Beğendik Bridge (Beğendik Köprüsü), also known as Botan Bridge, is a road bridge crossing the Botan River at Beğendik in Siirt Province in southeastern Turkey. Inaugurated in 2020, it is Turkey's highest and longest main-span bridge.

==History==
The construction of the bridge was projected in the 1970s. The construction works for the bridge and the roads, which started in 1998, progressed slow in particular due to the actions of terrorist organizations in the region. The construction works started again in 2014.

During the construction phase of the north structure, in mid December 2017, the 50 m long final segment of the beam broke off and fell into the gorge. About three months later, in March 2018, the remaining north structure imploded, causing the north pier and the deck to collapse and fall to the valley slope. The incidents delayed the completion date, which had been set for the end of 2018.

The bridge was completed early November 2019, and was opened to road traffic on 11 July 2020. The bridge connects the Van-Tatvan-Bitlis with Siirt-Mardin-Batman provincial road line .

==Characteristics==
Crossing the Botan River south of Beğendik town in Pervari district of Siirt Province, Southeastern Anatolia, it is a suspension type concrete balanced cantilever bridge. The two-lane bridge is in total 450 m long and 14 m wide. It has the longest central span, at 210 m, of any balanced cantilever bridge in Turkey. It is also the country's highest bridge at 165 m above ground.

The construction of Beğendik Bridge was part of a 1.510 billion investment project launched in 1998 to connect Küçüksu, Tatvan in Bitlis Province via Hizan Junction with Pervari on a 72 km long provincial road.

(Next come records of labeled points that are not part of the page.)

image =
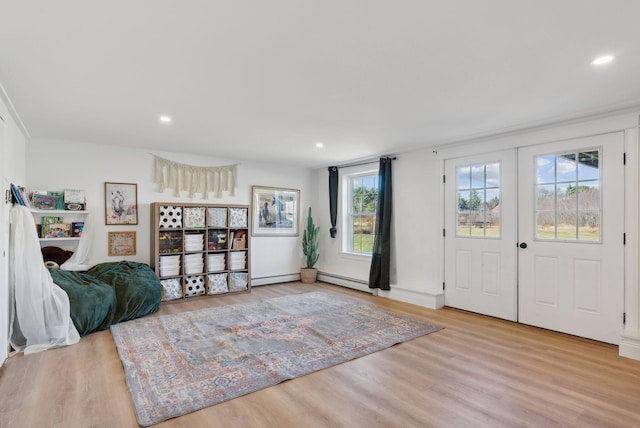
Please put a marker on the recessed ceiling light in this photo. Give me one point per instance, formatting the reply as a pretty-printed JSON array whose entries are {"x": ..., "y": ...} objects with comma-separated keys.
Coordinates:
[{"x": 601, "y": 60}]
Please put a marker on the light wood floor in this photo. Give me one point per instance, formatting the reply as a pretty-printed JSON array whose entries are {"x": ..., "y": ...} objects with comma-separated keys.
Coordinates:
[{"x": 477, "y": 372}]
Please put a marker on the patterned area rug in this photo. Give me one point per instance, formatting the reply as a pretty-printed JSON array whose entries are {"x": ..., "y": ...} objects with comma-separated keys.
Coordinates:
[{"x": 176, "y": 364}]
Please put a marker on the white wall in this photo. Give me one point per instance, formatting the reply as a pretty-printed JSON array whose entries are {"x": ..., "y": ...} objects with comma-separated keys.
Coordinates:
[
  {"x": 56, "y": 165},
  {"x": 12, "y": 170}
]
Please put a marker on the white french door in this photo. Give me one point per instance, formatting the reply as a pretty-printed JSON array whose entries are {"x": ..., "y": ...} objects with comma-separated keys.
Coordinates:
[
  {"x": 480, "y": 234},
  {"x": 536, "y": 235},
  {"x": 571, "y": 255}
]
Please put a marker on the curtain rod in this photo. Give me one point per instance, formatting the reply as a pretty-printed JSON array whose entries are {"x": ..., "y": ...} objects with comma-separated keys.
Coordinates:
[{"x": 363, "y": 163}]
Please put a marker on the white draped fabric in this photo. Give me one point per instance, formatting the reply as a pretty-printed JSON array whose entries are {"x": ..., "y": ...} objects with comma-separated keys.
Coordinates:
[
  {"x": 80, "y": 258},
  {"x": 195, "y": 179},
  {"x": 40, "y": 312}
]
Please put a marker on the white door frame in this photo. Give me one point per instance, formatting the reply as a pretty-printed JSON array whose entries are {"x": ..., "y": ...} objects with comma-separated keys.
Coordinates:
[{"x": 624, "y": 121}]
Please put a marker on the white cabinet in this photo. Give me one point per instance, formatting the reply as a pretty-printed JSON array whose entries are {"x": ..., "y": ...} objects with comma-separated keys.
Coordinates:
[{"x": 200, "y": 249}]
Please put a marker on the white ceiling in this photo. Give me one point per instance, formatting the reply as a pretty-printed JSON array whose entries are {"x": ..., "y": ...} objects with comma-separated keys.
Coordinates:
[{"x": 266, "y": 80}]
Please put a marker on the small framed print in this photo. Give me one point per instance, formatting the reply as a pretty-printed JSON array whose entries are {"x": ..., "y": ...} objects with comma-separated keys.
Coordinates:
[
  {"x": 121, "y": 203},
  {"x": 122, "y": 243},
  {"x": 275, "y": 211}
]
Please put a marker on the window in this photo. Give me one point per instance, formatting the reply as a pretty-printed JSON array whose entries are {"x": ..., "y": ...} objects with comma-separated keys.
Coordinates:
[
  {"x": 568, "y": 196},
  {"x": 361, "y": 201},
  {"x": 478, "y": 200}
]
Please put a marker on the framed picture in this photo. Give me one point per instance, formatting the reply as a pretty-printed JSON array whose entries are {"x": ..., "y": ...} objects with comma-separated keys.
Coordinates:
[
  {"x": 122, "y": 243},
  {"x": 121, "y": 203},
  {"x": 275, "y": 211}
]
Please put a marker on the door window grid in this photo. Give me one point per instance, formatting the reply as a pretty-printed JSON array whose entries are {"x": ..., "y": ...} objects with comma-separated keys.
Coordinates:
[
  {"x": 568, "y": 196},
  {"x": 478, "y": 206}
]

This road, with bridge and tunnels, replaces the former very dangerous and long road with hairpin turns winding in high elevation mountainous terrain. Through the Beğendik Bridge, cargo transport between Iran and Iraq takes three hours instead of six hours before. The travel time between Van and Pervari decreased from about five hours to nearly two hours on a safety and comfortable route. The distance between Beğendik and Pervari shortened 8 km.

A workforce of total 1,025, of which 255 were from Beğendik town, was employed during the construction. The bridge cost 100 million.